Deuxièmement, économiquement, il devient de plus en plus clair que les subventions et rabais en énergie pour l’industrie énergivore rapportent un très faible rendement en emplois directs et indirects pour chaque dollar consenti. D’ailleurs, le fait que les entreprises énergivores ne se bousculent pas aux portes du Québec est un indicateur extrêmement concret du fait que l’énergie québécoise à faible coût n’est plus un avantage concurrentiel. Cela s’explique en grande partie par l’incapacité du Québec (et du Canada) à se doter d’une véritable politique industrielle digne de ce nom au-delà de l’exploitation des matières premières.

Troisièmement, notre capacité d’exporter de l’électricité reste limitée. En effet, en plein milieu de l’hiver, à la pointe de consommation, alors que nos voisins et partenaires commerciaux ont besoin d’énergie, nous fournissons uniquement la population québécoise.  On pourrait bien sûr produire davantage, mais les coûts de production des nouveaux projets (La Romaine, éoliennes, mini-centrales, etc.) sont trop élevés pour être concurrentiels. Bref, le Québec n’est pas, contrairement à ce qu’il aimerait croire, un leader en énergie verte.

La solution du gouvernement pour pallier cette situation est de tenter de développer la voiture électrique. Si, bien sûr, ce type de transport peut contribuer à un cocktail de transport plus vert, la proposition gouvernementale d’avoir un parc de voitures électriques de 100 000 voitures d’ici 2020 est une mauvaise solution.

Bien qu’impressionnant, ce nombre représentera moins de 2 % du parc automobile et n’abaissera que de 0,1 % l’émission de gaz à effet de serre. Rappelons de plus que le Québec ne produit pas de voitures électriques sur son territoire. La subvention québécoise pouvant aller jusqu’à 000 $ par voiture ne fait donc qu’enrichir des corporations internationales. Ceci étant dit, tout semble indiquer que cet ambitieux objectif sera raté puisque des 100 000 voitures espérées, on en comptait un peu moins de 13 500 sur les routes au 31 décembre 2016.

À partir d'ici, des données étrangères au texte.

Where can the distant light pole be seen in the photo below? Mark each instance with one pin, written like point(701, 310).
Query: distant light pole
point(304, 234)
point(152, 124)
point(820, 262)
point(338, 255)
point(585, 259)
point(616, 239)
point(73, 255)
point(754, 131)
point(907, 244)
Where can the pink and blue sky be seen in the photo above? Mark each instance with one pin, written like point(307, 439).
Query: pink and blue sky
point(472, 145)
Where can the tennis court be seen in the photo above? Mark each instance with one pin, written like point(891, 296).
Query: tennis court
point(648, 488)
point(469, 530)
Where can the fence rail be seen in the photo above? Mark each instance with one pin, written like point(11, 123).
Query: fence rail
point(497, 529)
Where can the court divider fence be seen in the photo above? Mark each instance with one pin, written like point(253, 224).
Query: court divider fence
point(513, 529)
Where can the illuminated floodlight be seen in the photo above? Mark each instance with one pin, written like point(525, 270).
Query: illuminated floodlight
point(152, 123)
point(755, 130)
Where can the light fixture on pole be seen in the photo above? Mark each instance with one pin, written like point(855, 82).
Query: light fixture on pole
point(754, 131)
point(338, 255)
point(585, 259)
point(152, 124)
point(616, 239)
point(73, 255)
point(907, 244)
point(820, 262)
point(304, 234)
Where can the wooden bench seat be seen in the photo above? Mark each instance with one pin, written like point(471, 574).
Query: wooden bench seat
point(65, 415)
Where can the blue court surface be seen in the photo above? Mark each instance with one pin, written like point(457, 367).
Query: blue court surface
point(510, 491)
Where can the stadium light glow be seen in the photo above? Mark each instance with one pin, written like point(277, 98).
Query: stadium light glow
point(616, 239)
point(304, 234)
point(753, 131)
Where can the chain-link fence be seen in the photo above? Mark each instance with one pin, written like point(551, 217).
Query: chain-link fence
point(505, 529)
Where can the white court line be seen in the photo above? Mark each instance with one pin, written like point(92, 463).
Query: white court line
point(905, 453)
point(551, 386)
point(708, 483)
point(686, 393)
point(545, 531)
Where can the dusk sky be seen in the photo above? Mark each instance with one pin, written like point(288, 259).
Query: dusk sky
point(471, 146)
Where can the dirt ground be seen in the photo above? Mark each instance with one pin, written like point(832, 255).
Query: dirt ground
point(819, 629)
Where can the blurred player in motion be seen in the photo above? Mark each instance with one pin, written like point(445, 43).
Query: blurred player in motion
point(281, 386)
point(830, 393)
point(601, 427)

L’un des constats que l’on fait à la lecture de l’ouvrage de monsieur Mousseau, parmi de nombreux autres, est que non seulement le Québec n’est pas un leader en transition écologique, ses propositions sont largement insuffisantes pour avoir un réel effet sur l’environnement et l’économie. En ce sens, ce livre mérite d’être lu, ne serait-ce que pour se donner un petit électrochoc.